Hükümetin stratejik planı içinde bilime ağırlık vermenin bulunduğunu hepimiz biliyoruz ama bunun sadece orada bulunması yetmez, bir an önce harekete de geçilmeli.
TÜBİTAK’ı siyasetten kurtarmak
TÜRKİYE’nin artık bir ‘bilim bakanlığı’ var. Ne güzel. Ama yetmez. Bu bakanlığın bilimi yönetmek ve yönlendirmek için kullanacağı ana mekanizma TÜBİTAK.
Bu kurumun siyasetten kurtarılması ve kendisinin bir iktidar odağı olmaktan çıkarılması gerek. Orası bir iktidar odağı olunca siyaset devreye giriyor ister istemez.
Önümüzdeki on yıl boyunca kullanabileceğimiz bir bilim stratejisine ihtiyacımız var. Bu strateji TÜBİTAK tarafından oluşturulabilir, sonra da üniversiteler tarafından uygulanabilir. Kaynakların verimli kullanımı için öncelikli alanları belirleyecek böyle bir bilim stratejisine ihtiyaç var.
Son olarak, bazı öncü kuruluşlar, mesela Sağlık Bakanlığı ve İTÜ gibi bazı üniversiteler bir olup, küçük çaplı proton hızlandırıcıları, küçük bazı çarpıştırıcılar yapabilir, bunlarla tıp sektörünün çeşitli ihtiyaçları karşılanırken bir yandan da bilimsel araştırmalar yapılabilir.
Yeter ki düşünsel enerjimizi geçmişe değil geleceğe yöneltelim...

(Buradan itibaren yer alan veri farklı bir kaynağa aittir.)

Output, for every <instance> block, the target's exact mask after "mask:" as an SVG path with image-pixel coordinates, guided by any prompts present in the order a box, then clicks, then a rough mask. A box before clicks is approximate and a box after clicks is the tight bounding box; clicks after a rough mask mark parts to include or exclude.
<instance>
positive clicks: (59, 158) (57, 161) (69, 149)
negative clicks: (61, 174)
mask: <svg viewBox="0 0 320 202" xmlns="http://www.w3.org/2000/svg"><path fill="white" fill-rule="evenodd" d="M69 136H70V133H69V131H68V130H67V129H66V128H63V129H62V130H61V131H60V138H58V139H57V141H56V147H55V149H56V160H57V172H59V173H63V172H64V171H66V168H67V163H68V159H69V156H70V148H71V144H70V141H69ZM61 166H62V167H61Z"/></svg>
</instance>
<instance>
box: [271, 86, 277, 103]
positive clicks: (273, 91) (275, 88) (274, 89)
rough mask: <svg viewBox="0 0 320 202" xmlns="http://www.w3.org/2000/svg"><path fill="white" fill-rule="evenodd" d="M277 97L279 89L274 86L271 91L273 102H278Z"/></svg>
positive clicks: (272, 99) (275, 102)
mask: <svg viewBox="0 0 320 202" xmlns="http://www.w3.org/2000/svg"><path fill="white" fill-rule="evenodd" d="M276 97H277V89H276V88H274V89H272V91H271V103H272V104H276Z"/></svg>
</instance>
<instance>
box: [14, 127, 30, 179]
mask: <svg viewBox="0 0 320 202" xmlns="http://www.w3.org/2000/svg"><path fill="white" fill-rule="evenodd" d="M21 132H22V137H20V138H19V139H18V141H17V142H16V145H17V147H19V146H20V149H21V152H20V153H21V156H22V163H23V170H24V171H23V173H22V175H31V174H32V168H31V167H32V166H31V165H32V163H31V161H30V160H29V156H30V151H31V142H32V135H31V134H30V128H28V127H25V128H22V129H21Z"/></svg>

Avrupa şirketleri CERN’den ne kazandı?
BİR ülke CERN’e tam üye olduğunda o ülkeyle CERN arasında sadece bilimsel araştırma ve bilimsel bilgi transferi yaşanmaya başlamıyor. Üyelikle birlikte başlayan bir başka şey, üye ülkenin firmalarının CERN tarafından açılan ihalelere girebilir olması oluyor.
Geçen yıl CERN, kendi ihalelerine katılan üye ülke firmalarıyla bir araştırma yaptı. Araştırmanın sonunda çıkan sonuçlardan bazıları şöyle:
Firmaların yüzde 38’i, bu ihaleler sayesinde yeni ürünler geliştirdiklerini söylediler.
Yüzde 13’ü bu yüzden araştırma-geliştirme departmanları kurdular.
Yüzde 14’ü yeni iş birimleri kurdular.
Yüzde 17’si yeni pazarlara açıldılar.
Yüzde 42’sinin uluslararası pazarı daha da genişledi.
Yüzde 44’ü teknolojik yenilikleri öğrendiğini söyledi.
Yüzde 52’si CERN olmasaydı daha kötü satış performansı yakalayacaklarını söyledi.
Yüzde 21’ü CERN olmasaydı istihdam kapasitelerinin daha yavaş artacağını söyledi.
Yüzde 41’i CERN olmasaydı daha düşük bir teknolojiyle yetineceklerini belirtti.